Friday, May 26, 2023

Polite Society

  Lina Khan (Ritu Arya) is going through a rough patch; She's dropped out of art school and is living with her British/Pakistani family while she figures things out. Meanwhile little sister Ria (Priya Kansara) knows exactly what she wants: to be a stuntwoman, a dream she pursues with all the manic determination a teen can muster, despite a complete lack of support from everyone except her sister.

 Complications soon arrive in the form of Salim, a hunky rich dude who sweeps Lena off her feet at a soirée hosted by his mother (Nimra Bucha). Ria is understandably upset at the changes this wreaks on her life and her sister; Who's going to help her do her martial arts youtube videos? She also disapproves of the relationship (she accuses Lena of Jane Austening it, happily marrying herself off to a rich dude,) and balks at her new wardrobe (She's wearing cardigans now!)

 Not the type to give up without a fight (or ten) Ria enlists her schoolmates (Seraphina Beh and Ella Bruccoleri) on a campaign to rescue her sister and/or sabotage her wedding. While her plans start out being comically inappropriate and only get worse, Ria soon starts to suspect there might actually is something sinister in her prospective brother-in-law's seemingly perfect façade, and runs afoul of his sinister mother. Things quickly get out of hand, but saying more would mildly spoil this movie's considerable pleasures.

 Polite Society is a silly, extremely likable comedy that's soaked with loving genre asides. The film mines a lot of laughs by from repurposing classic action beats and horror movie staging - a waxing plays the part of the requisite torture scene, for example, and Ria throwing Salim deranged dirty looks from the shadows like a pissed-off ghost is never not funny.


 It's a universe where everybody knows Kung-Fu and Jiu-Jitsu, and things get exactly as ridiculous as they need to to get a laugh from one moment to the next while still remaining (mostly) coherent. Great stuff.

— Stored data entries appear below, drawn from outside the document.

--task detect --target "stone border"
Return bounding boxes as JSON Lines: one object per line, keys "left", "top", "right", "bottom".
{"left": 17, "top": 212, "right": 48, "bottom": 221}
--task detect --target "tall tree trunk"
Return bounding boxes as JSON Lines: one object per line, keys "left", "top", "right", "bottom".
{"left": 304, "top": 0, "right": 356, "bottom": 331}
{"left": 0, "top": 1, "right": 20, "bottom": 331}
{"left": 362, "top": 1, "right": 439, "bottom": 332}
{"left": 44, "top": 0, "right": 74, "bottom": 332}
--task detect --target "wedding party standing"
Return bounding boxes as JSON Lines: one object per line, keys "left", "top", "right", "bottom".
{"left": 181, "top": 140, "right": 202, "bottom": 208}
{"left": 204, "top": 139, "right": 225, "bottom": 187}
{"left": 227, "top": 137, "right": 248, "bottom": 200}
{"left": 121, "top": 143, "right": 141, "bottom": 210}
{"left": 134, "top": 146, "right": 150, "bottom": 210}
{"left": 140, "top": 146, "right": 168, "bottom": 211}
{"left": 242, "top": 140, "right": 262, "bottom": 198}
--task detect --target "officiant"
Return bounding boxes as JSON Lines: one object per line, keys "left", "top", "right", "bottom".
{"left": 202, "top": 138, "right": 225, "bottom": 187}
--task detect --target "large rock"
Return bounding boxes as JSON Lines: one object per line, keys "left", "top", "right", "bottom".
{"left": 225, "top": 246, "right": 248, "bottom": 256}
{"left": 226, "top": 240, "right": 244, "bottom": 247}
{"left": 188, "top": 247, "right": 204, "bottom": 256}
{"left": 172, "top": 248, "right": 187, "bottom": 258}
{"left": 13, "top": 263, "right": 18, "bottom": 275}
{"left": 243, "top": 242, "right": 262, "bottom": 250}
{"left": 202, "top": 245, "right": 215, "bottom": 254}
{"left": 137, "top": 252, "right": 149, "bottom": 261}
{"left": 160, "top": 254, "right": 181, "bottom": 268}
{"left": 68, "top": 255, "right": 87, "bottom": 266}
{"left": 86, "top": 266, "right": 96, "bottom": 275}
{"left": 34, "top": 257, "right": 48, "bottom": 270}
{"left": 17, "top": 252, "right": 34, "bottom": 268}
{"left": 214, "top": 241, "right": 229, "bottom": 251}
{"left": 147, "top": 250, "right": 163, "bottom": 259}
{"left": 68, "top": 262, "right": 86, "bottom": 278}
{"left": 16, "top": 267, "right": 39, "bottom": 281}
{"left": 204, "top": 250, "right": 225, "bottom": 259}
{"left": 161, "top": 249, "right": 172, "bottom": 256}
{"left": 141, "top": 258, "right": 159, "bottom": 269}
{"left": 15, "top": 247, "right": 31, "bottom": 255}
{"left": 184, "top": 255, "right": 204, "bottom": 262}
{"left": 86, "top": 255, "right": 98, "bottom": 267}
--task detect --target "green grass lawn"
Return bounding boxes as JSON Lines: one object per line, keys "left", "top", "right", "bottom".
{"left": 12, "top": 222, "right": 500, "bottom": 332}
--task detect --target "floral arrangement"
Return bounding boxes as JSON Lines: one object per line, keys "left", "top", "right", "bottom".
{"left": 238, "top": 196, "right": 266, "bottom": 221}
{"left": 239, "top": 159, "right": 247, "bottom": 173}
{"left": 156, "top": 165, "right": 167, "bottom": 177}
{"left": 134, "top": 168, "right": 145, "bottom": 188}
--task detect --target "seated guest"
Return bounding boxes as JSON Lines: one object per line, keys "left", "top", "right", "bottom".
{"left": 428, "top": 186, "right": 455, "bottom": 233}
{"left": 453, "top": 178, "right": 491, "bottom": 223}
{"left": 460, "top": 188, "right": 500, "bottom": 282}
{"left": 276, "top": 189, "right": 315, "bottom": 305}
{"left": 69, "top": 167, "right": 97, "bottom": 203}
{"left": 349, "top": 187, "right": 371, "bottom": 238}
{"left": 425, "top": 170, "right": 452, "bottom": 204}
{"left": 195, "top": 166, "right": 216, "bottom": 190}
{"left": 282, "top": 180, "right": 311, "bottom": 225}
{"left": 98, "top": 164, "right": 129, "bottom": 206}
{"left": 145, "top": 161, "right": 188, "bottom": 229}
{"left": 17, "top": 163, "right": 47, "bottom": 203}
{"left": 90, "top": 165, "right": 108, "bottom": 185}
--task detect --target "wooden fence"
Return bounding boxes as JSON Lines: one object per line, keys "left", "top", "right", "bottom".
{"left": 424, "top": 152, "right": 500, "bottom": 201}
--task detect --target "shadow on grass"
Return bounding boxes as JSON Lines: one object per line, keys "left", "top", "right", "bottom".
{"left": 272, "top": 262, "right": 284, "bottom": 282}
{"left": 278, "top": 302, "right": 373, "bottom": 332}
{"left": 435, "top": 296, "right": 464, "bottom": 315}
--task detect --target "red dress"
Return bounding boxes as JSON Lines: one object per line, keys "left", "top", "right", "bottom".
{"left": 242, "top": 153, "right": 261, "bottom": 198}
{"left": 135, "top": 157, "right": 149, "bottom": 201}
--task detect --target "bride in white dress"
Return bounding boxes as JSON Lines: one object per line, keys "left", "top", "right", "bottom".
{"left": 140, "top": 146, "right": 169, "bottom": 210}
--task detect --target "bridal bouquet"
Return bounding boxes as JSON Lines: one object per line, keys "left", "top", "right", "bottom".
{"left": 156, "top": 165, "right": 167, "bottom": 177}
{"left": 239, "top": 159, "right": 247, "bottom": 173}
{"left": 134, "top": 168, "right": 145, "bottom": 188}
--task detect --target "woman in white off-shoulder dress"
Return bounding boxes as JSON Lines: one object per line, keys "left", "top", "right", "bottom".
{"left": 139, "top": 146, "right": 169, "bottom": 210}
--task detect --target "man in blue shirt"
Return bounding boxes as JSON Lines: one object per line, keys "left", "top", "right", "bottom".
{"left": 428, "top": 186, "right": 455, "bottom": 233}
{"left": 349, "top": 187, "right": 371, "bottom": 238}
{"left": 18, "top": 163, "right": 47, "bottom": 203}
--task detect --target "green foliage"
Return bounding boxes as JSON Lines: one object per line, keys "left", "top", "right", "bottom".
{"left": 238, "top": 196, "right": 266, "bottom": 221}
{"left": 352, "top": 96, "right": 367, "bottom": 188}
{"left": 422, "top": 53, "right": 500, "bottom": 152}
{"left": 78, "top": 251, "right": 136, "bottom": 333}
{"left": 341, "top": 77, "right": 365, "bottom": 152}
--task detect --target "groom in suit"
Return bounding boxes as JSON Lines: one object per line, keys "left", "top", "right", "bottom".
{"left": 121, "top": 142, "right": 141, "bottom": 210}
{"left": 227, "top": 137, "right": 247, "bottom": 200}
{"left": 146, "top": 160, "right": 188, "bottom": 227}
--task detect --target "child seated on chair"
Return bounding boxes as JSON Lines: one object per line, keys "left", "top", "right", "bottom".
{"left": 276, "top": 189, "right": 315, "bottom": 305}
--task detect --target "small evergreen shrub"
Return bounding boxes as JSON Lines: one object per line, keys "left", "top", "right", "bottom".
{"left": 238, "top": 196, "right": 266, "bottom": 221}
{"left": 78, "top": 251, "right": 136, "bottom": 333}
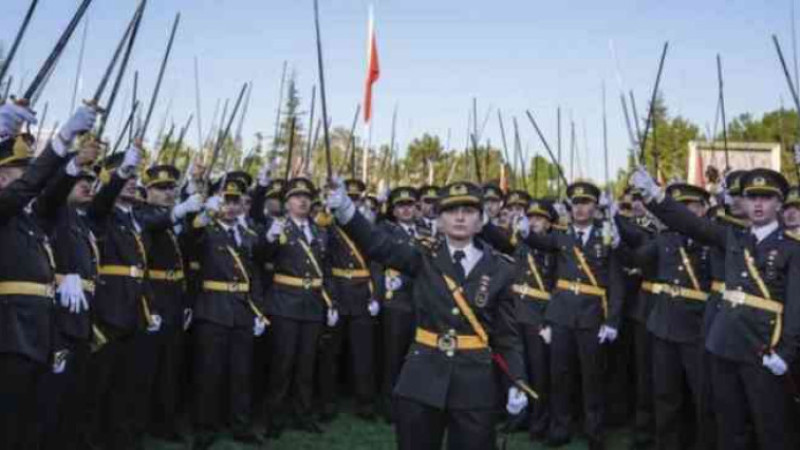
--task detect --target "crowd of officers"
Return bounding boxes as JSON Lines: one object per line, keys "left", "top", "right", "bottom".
{"left": 1, "top": 100, "right": 800, "bottom": 450}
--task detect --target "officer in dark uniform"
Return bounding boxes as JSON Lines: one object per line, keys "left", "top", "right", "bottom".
{"left": 516, "top": 181, "right": 624, "bottom": 450}
{"left": 631, "top": 166, "right": 800, "bottom": 450}
{"left": 621, "top": 183, "right": 712, "bottom": 449}
{"left": 263, "top": 177, "right": 334, "bottom": 436}
{"left": 483, "top": 183, "right": 504, "bottom": 223}
{"left": 317, "top": 178, "right": 379, "bottom": 420}
{"left": 782, "top": 186, "right": 800, "bottom": 233}
{"left": 0, "top": 102, "right": 99, "bottom": 449}
{"left": 376, "top": 186, "right": 421, "bottom": 422}
{"left": 327, "top": 179, "right": 529, "bottom": 450}
{"left": 417, "top": 185, "right": 439, "bottom": 238}
{"left": 188, "top": 175, "right": 268, "bottom": 449}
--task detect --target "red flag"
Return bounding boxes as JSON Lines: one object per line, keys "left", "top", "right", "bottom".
{"left": 363, "top": 7, "right": 380, "bottom": 124}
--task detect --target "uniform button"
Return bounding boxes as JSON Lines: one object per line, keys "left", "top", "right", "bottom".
{"left": 452, "top": 308, "right": 460, "bottom": 316}
{"left": 446, "top": 351, "right": 455, "bottom": 358}
{"left": 678, "top": 267, "right": 684, "bottom": 272}
{"left": 741, "top": 272, "right": 748, "bottom": 278}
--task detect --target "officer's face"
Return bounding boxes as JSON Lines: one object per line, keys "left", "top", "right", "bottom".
{"left": 120, "top": 177, "right": 139, "bottom": 202}
{"left": 221, "top": 196, "right": 243, "bottom": 223}
{"left": 683, "top": 200, "right": 707, "bottom": 218}
{"left": 571, "top": 199, "right": 596, "bottom": 226}
{"left": 439, "top": 205, "right": 482, "bottom": 240}
{"left": 393, "top": 202, "right": 416, "bottom": 224}
{"left": 529, "top": 215, "right": 551, "bottom": 235}
{"left": 0, "top": 166, "right": 25, "bottom": 190}
{"left": 497, "top": 208, "right": 511, "bottom": 229}
{"left": 266, "top": 198, "right": 282, "bottom": 217}
{"left": 509, "top": 204, "right": 526, "bottom": 217}
{"left": 421, "top": 199, "right": 436, "bottom": 218}
{"left": 632, "top": 198, "right": 647, "bottom": 217}
{"left": 744, "top": 194, "right": 781, "bottom": 226}
{"left": 483, "top": 199, "right": 502, "bottom": 218}
{"left": 783, "top": 205, "right": 800, "bottom": 231}
{"left": 147, "top": 184, "right": 176, "bottom": 207}
{"left": 286, "top": 194, "right": 311, "bottom": 218}
{"left": 68, "top": 179, "right": 94, "bottom": 205}
{"left": 730, "top": 195, "right": 745, "bottom": 217}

 The fight scenes are frequent and fun - the fight choreography (by Rob Lock) is (intentionally) derivative with homages all over the place. It's not as good as a specialist action film, but it does a respectable job - and there's a lot of work done to adapt traditional moves to unusual wardrobe choices that result in some really stunning-looking scenes.

 The drama is effective, targeting ethnic and social conventions and traditions, while Ria and Lena's relationship is relatable and genuinely sweet. Don't expect a huge amount of subversion in the story department - early on one of the characters says something like "Tropes are tropes because they work," and the movie stands firmly by that.
 But there's real invention and smarts in writer/director Nida Manzoor's enthusiastic, genre-literate application of a melange of inspirations as they're carefully woven into the story she chose to tell. They feel natural, honest and affectionate even as they turn more mundane situations humorous. Turns out even the hoariest of clichés ("We are not so different, you and I!") can be really funny when delivered by a matronly woman to a wisp of a wild-eyed girl in traditional Asian wedding finery... as a prelude to a martial arts showdown.

 Priya Kansara is really great as Ria: genuinely funny, athletic and very, very expressive. There's a lot of laugh-out-loud-worthy mugging going on here, from her and the rest of the very game cast; It works great with the exaggerated nature of the script.

 Just about the only problem I had with this is that I kind of expected something a bit thornier out of it when it’s very much a crowdpleaser. Tough luck: it's proud to be a crowdpleaser. I was wrong, Polite Society is right, and repeat with me: tropes are tropes because they work. Especially when they're applied with this amount of verve and talent by everyone involved.